Detroit — On Wednesday, Ford Motor reported a better-than-expected quarterly net profit due to a lower tax rate and increased sales of more profitable pick-up trucks in the US market, with the company saying that the reduced tax rate would boost its full-year profits.

But the number two US vehicle maker also leaned heavily on consumer discounts during the quarter, and the cost of its inventories rose; the company warned that its full-year automotive operating margin and cash flow would be lower than in 2016.

Ford’s results come at a time when the US automotive industry is bracing for a downturn after four consecutive months of declining sales. Analysts are concerned about the high discounts vehicle makers are using to sell their vehicles and high supplies of unsold vehicles.

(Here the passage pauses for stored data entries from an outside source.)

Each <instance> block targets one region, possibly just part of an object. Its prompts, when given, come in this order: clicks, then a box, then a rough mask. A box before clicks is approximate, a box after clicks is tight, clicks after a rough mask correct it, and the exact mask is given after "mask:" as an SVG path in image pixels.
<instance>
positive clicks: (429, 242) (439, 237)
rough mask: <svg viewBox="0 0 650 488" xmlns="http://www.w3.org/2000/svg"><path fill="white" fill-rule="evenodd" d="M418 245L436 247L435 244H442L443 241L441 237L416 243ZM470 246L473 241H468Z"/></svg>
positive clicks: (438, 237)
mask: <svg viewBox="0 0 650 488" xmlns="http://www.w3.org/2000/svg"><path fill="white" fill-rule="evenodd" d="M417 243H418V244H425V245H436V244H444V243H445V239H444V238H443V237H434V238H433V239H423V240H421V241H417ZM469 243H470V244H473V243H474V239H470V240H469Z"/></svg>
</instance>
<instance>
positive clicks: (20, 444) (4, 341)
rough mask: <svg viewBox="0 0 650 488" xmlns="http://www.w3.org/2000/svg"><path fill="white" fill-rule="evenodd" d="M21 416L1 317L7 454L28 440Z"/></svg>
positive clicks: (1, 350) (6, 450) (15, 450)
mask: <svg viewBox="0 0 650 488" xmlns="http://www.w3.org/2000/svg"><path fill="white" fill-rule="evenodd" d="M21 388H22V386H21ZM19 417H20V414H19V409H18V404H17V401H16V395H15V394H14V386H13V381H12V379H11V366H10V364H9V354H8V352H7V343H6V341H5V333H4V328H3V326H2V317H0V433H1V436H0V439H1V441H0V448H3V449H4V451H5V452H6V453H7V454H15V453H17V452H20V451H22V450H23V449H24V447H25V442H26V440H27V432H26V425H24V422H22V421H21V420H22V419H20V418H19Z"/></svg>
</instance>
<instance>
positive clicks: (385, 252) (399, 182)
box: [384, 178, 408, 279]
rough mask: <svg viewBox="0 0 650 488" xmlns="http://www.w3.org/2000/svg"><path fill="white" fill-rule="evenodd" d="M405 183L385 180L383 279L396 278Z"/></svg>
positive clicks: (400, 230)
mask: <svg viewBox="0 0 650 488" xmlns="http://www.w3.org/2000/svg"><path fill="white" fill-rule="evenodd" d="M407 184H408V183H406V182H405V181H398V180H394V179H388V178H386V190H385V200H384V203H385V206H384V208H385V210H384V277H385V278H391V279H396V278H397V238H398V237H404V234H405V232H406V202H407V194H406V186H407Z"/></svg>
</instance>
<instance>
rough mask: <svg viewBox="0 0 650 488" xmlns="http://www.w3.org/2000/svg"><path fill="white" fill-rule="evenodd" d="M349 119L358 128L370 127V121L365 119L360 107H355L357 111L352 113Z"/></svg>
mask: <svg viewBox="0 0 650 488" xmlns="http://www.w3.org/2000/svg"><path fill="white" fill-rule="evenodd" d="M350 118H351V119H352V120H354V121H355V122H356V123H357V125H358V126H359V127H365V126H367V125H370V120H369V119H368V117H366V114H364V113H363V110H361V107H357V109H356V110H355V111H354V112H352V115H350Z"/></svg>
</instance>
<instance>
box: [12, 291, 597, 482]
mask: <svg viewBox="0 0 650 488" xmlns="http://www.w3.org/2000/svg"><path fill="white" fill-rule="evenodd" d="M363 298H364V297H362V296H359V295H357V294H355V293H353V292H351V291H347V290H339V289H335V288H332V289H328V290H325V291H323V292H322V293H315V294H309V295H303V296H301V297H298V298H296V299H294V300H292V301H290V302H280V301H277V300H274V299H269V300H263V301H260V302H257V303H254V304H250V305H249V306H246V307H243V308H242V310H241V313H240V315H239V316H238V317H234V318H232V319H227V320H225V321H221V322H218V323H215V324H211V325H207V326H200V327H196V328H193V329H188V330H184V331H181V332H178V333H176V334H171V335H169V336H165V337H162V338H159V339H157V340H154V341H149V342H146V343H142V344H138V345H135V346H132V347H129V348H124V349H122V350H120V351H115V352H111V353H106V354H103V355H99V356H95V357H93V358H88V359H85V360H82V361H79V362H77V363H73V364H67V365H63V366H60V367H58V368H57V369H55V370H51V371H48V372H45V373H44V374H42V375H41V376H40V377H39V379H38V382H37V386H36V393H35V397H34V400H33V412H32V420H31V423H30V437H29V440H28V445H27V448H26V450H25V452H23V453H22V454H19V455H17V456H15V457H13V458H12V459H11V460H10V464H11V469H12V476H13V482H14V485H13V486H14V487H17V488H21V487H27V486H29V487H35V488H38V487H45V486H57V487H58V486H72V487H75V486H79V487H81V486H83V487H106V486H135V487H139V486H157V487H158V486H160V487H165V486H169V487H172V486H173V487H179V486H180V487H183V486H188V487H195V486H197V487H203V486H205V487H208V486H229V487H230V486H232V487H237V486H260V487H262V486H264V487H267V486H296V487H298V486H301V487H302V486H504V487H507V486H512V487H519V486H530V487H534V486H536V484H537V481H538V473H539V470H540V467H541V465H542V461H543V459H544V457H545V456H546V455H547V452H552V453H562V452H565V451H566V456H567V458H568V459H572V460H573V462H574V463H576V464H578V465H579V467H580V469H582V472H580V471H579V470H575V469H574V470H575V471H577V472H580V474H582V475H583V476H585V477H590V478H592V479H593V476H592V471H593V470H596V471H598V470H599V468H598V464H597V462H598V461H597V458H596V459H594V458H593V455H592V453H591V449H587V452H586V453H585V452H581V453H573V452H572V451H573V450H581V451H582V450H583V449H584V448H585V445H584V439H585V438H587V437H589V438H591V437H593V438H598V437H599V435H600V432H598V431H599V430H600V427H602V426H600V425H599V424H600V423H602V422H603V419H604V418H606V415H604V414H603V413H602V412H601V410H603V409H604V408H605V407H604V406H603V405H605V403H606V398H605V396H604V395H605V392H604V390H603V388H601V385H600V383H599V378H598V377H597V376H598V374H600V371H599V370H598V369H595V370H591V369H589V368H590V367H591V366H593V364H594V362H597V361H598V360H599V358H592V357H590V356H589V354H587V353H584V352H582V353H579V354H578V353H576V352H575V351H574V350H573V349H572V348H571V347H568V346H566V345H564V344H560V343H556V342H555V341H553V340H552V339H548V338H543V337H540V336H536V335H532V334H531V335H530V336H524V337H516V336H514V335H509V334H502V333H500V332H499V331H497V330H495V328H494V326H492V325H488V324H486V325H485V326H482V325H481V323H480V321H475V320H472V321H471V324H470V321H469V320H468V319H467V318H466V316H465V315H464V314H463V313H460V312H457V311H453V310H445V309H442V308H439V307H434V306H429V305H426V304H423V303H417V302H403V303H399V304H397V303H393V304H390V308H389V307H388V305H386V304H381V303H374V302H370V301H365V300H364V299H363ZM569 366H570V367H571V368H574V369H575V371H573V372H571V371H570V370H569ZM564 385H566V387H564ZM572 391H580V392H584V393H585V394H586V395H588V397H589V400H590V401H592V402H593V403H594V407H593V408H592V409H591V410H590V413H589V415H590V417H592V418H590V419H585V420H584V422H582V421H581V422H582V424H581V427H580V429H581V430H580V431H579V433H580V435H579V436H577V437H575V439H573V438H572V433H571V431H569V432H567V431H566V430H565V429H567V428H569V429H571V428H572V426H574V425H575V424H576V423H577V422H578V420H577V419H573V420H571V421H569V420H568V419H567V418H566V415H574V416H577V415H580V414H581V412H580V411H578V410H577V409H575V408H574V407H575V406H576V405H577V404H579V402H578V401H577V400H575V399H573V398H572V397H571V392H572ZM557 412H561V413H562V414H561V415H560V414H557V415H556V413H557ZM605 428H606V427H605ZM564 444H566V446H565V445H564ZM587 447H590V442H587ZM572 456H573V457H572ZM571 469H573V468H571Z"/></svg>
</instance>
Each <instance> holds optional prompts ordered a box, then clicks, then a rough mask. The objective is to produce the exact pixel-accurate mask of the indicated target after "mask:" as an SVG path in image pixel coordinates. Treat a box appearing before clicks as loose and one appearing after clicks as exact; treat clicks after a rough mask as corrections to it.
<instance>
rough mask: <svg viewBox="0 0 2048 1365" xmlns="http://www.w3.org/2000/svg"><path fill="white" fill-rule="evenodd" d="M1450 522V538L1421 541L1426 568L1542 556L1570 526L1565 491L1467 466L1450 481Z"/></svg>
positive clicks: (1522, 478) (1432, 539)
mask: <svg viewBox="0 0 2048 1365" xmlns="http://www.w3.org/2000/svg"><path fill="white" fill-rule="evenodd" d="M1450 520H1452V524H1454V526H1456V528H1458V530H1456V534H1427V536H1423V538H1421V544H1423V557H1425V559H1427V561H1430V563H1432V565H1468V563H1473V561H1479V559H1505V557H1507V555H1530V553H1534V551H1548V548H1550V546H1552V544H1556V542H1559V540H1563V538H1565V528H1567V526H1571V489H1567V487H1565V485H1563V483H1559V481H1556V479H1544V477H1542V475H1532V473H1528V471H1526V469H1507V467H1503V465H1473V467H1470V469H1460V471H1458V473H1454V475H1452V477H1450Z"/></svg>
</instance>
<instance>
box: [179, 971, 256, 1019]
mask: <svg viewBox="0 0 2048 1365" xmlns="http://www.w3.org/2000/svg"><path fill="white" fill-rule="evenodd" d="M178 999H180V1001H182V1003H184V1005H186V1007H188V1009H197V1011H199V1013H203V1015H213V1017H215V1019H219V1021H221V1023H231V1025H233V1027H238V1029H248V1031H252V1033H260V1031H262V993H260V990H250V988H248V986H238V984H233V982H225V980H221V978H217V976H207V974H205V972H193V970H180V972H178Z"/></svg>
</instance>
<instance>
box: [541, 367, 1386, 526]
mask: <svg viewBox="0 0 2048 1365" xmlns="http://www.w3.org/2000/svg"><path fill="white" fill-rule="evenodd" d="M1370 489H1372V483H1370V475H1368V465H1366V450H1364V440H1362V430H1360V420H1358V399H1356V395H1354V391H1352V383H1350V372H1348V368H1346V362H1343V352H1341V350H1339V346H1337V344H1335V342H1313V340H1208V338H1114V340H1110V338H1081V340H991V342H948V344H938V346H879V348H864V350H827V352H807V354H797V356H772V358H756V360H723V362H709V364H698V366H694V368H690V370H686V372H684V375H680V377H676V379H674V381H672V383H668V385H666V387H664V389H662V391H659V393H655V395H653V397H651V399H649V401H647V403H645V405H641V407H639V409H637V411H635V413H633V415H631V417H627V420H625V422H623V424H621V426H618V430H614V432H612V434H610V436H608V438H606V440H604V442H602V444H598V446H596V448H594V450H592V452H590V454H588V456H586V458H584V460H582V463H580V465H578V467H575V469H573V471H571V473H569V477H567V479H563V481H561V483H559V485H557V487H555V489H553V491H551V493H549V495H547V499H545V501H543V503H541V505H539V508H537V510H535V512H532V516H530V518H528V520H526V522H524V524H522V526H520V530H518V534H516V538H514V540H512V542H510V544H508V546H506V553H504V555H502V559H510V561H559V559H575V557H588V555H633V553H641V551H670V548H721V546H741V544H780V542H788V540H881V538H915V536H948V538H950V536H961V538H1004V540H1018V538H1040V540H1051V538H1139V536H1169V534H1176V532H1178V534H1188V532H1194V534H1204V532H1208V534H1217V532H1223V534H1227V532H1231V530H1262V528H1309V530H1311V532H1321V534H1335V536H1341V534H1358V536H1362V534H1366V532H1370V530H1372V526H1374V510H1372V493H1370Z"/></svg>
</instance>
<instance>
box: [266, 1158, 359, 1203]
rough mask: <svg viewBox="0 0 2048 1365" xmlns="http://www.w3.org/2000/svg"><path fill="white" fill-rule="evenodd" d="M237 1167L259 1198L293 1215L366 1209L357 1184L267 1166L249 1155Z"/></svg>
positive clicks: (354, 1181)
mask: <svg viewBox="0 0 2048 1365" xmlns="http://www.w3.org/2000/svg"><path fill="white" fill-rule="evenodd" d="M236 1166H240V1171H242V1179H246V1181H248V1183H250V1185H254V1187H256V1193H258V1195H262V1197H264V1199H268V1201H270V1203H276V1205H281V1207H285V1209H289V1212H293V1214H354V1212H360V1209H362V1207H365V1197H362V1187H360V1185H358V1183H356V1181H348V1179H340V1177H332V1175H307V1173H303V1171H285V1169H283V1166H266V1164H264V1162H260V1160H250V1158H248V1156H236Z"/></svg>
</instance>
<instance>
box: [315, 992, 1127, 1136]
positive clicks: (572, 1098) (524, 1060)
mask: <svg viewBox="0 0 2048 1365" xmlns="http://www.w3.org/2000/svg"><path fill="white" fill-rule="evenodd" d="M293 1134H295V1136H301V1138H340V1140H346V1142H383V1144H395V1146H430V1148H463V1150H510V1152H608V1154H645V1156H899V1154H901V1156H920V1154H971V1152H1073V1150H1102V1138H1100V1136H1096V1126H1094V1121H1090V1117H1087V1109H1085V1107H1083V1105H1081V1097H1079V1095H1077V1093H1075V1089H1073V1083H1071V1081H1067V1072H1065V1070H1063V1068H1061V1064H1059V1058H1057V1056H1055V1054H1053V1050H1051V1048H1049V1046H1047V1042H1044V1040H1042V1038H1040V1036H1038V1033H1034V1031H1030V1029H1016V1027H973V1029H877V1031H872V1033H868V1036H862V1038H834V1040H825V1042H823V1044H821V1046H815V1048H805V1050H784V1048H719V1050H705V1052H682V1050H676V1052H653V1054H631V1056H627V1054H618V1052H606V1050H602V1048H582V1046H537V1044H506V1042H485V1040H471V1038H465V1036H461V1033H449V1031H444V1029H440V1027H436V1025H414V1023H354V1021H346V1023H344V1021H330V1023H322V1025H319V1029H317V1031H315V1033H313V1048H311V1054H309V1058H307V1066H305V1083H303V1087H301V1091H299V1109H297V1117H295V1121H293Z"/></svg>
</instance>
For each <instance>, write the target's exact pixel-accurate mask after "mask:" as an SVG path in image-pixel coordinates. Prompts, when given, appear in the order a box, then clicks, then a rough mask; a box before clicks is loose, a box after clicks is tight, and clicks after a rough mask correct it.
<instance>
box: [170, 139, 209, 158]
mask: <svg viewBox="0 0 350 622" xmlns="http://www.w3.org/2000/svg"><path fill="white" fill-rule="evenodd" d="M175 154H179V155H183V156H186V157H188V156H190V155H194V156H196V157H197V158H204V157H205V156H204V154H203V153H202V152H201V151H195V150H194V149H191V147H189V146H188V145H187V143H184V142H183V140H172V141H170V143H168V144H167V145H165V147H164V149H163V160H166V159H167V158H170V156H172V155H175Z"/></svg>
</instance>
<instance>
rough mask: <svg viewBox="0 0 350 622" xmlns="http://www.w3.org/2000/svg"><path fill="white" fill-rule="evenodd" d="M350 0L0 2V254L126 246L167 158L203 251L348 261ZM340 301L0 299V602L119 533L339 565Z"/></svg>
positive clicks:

On Tuesday, rival General Motors reported a better-than-expected quarterly profit helped by cost-cutting, and promised to scale back production to cut its burgeoning inventories in the second half of the year.

Ford said that for the full year it now expects adjusted earnings per share in a range from $1.65 to $1.85, above the $1.51 expected by Wall Street, according to Thomson Reuters.

However, chief financial officer Bob Shanks said this would be largely due to a tax rate of 15% for the year as Ford pulls forward deferred tax losses from outside the US. Wall Street had expected an effective tax rate of 30% for 2017.

The Michigan-based company reported second-quarter net income of $2.04bn, or 51c per share, up from just under $2bn, or 49c per share, a year earlier.

Excluding one-time items, Ford reported earnings per share of 56c and on that basis, analysts, on average, looked for 43c. In pre-market trading, Ford shares were down 2c from Tuesday’s official close at $11.25.